As a business owner, you might have completely legitimate reasons for splitting your business operations. For instance, if your limited company sells products, and you want to focus on a niche area. This might mean you decide to sell some of those products as a sole trader instead.
Unfortunately, some companies artificially separate their businesses in order to avoid tax. It means that HMRC may suspect your motives unless you have a good reason for splitting the business.
What do HMRC consider to be an artificially separated company?
HMRC are likely to suspect artificial separation when the businesses still share financial, organisational and economic links.
Both businesses use the same bank account.
A common business profit, or financial interest that benefits both businesses.
Financial dependency on one another.
Common employees and/or managers between the businesses.
Operating from the same offices
HMRC will challenge a business which satisfies one point from each section, though more points means a stronger case.
Other factors which HMRC consider in artificial separations
HMRC will also look at instances where:
the businesses are split, but still operate under the appearance of being a single business.
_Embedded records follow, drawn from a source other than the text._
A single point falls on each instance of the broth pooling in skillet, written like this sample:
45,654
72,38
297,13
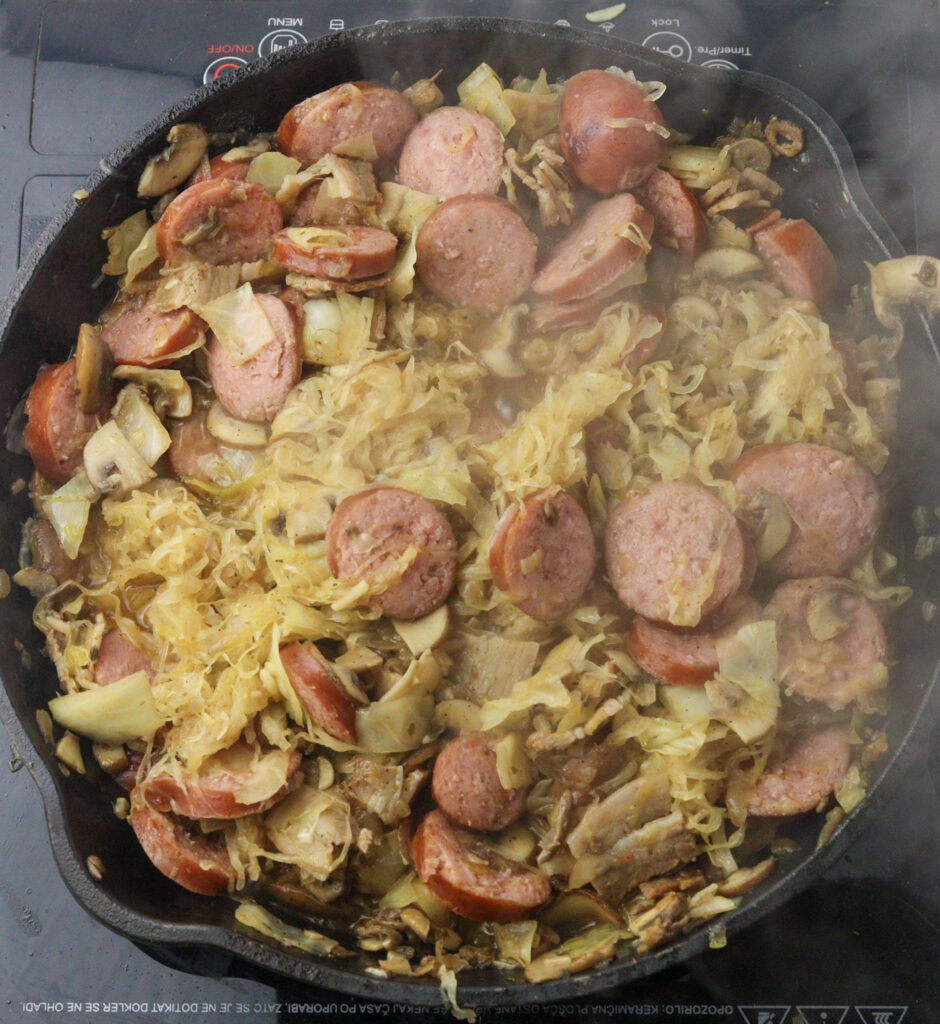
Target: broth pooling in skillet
462,545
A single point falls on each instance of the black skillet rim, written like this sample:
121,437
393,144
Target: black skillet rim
316,971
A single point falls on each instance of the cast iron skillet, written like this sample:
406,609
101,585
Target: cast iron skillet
57,289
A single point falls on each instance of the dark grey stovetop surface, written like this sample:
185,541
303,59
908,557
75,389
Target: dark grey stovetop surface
76,78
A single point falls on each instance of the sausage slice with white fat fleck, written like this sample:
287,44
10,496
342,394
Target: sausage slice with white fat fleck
606,243
373,530
321,691
676,554
611,131
830,642
543,554
119,657
680,224
801,776
453,152
218,221
56,429
256,389
466,784
798,259
686,658
217,788
470,879
476,251
822,506
179,852
347,115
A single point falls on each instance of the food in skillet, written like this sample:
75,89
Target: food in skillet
468,515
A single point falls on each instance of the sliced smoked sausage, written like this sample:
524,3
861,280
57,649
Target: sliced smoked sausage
676,554
543,554
183,855
797,259
830,500
218,221
680,224
611,131
256,389
142,336
214,791
349,112
830,643
466,784
372,529
470,879
56,428
601,247
476,251
801,776
119,657
453,152
319,689
341,253
686,658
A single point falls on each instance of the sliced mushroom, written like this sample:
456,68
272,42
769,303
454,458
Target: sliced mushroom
167,390
725,262
898,282
423,634
236,432
188,143
93,364
113,463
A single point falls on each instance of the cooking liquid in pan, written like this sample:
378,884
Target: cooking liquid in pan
873,911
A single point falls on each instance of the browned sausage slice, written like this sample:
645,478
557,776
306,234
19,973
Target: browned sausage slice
466,784
142,336
798,259
342,253
218,221
803,776
319,690
181,854
453,152
830,643
609,131
680,224
56,428
372,529
831,501
213,792
476,251
255,390
676,554
543,554
472,880
322,123
686,658
606,243
119,657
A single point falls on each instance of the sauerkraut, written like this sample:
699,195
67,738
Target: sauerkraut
211,570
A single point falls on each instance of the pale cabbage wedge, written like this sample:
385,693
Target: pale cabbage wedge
113,714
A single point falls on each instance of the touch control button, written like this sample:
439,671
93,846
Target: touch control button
670,43
280,39
221,68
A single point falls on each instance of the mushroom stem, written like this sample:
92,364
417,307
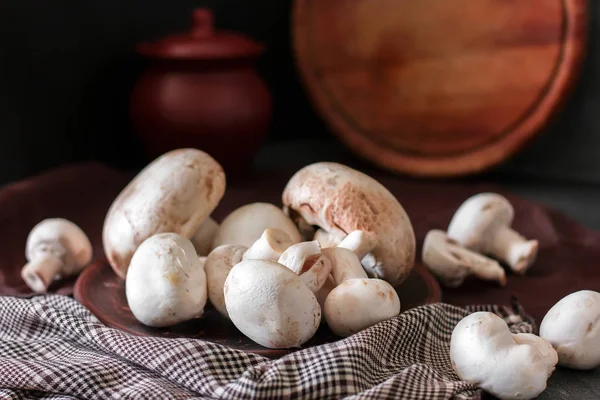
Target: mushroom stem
203,238
451,263
317,269
271,244
344,264
41,271
327,239
518,252
360,242
307,260
295,256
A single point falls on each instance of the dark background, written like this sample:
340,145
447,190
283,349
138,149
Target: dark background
67,68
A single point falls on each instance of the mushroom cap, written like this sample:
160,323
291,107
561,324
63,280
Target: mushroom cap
340,200
245,225
166,282
484,351
270,304
174,193
56,234
217,266
573,327
357,304
477,217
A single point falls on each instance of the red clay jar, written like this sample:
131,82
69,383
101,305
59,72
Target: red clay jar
201,90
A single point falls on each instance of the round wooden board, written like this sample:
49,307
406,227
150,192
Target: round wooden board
103,293
438,88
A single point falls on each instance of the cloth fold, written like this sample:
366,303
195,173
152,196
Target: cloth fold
51,347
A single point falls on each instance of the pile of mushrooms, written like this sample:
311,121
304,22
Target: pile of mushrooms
332,254
478,239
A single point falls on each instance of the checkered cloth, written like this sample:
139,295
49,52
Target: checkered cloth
51,347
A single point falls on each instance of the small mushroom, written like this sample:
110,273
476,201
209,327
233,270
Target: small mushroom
340,200
452,263
572,326
271,244
166,282
217,266
483,224
484,352
175,193
56,248
246,224
356,302
204,236
270,304
308,261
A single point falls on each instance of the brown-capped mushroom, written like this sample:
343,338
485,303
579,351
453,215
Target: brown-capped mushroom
175,193
56,248
246,224
483,224
340,200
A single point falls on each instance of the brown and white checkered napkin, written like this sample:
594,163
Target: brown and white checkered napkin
51,347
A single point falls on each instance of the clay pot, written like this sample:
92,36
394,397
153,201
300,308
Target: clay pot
201,91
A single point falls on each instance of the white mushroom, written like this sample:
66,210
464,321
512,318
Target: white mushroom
485,353
483,224
340,200
271,244
573,327
56,248
175,193
166,282
307,260
327,239
270,304
246,224
217,266
204,236
452,263
356,302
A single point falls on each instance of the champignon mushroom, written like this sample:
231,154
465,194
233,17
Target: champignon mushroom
356,302
327,239
56,248
204,236
485,353
270,304
166,282
307,260
483,224
175,193
246,224
452,263
572,326
217,266
340,200
271,244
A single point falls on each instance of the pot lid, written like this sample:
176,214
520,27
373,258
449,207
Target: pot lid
202,42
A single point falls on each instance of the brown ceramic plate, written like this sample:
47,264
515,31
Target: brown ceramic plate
438,88
103,293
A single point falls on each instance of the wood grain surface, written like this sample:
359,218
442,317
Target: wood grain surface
438,88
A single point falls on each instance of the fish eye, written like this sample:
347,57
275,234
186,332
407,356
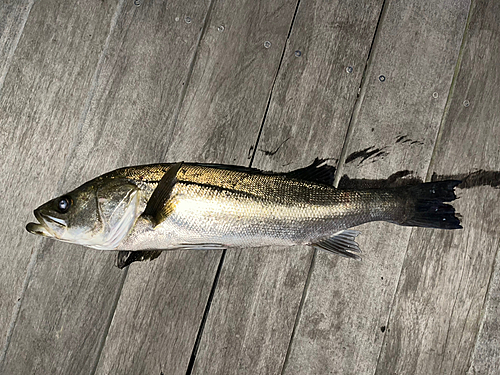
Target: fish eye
63,204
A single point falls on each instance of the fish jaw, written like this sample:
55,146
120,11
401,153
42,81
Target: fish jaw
41,228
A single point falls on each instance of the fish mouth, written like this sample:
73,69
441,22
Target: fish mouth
42,228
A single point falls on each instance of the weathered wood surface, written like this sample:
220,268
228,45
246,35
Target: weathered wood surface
93,86
13,15
260,290
41,102
347,303
138,84
478,82
219,121
441,293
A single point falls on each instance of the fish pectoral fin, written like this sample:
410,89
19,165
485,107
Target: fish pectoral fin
201,246
125,258
157,208
341,243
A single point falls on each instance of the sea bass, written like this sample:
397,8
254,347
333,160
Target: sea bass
150,208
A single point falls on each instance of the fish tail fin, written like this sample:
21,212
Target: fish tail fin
430,211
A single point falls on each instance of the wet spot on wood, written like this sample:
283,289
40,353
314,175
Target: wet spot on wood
271,153
472,179
368,153
405,139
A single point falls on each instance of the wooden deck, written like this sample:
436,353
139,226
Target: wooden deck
89,86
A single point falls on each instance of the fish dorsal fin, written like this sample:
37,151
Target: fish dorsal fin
341,243
125,258
318,171
157,208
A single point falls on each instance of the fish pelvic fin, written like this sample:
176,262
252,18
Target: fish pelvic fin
157,208
125,258
341,243
429,209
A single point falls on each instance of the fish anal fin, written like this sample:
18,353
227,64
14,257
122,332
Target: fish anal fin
342,243
158,206
125,258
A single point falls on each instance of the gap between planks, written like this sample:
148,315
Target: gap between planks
338,174
221,262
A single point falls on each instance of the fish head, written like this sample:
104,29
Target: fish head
98,214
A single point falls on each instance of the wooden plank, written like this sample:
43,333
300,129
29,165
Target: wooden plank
346,307
72,293
13,16
41,101
440,298
219,121
259,291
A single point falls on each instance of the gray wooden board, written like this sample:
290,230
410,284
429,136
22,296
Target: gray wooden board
72,292
440,298
41,101
256,300
219,121
347,302
480,69
13,14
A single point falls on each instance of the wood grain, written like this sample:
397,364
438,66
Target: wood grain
347,304
219,121
255,304
72,292
441,295
41,101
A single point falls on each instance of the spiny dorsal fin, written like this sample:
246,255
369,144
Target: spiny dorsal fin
341,243
157,208
125,258
318,171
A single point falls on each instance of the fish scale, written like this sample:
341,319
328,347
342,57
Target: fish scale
203,206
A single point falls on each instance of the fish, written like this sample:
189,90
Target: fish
141,211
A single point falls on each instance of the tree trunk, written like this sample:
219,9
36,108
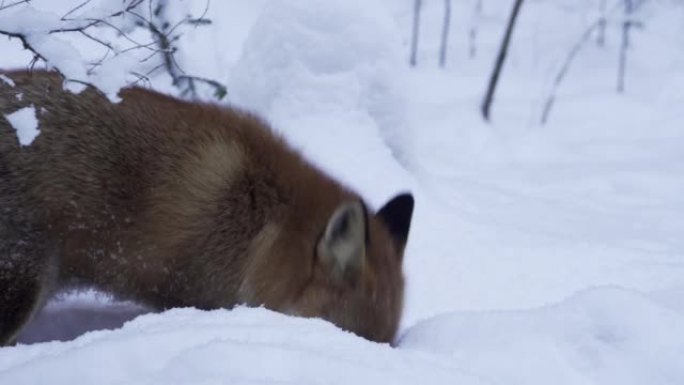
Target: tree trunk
445,33
626,26
500,59
416,32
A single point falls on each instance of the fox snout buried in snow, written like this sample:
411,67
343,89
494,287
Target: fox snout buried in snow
171,203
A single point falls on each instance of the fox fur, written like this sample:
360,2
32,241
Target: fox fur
173,203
the same person controls a number of businesses which make the same type of supply, and the businesses supply both VAT registered and unregistered customers.
How to ensure that your businesses aren’t artificially separated
If you operate multiple businesses separately it’s important that this is for legitimate reasons, and you can demonstrate their independence from one another. You may need to prove that the reason for their separation is solely commercial.
You can do this by making sure the companies have separate business bank accounts, individually recorded invoices, and separate accounts at year end. You’ll need to file these separately!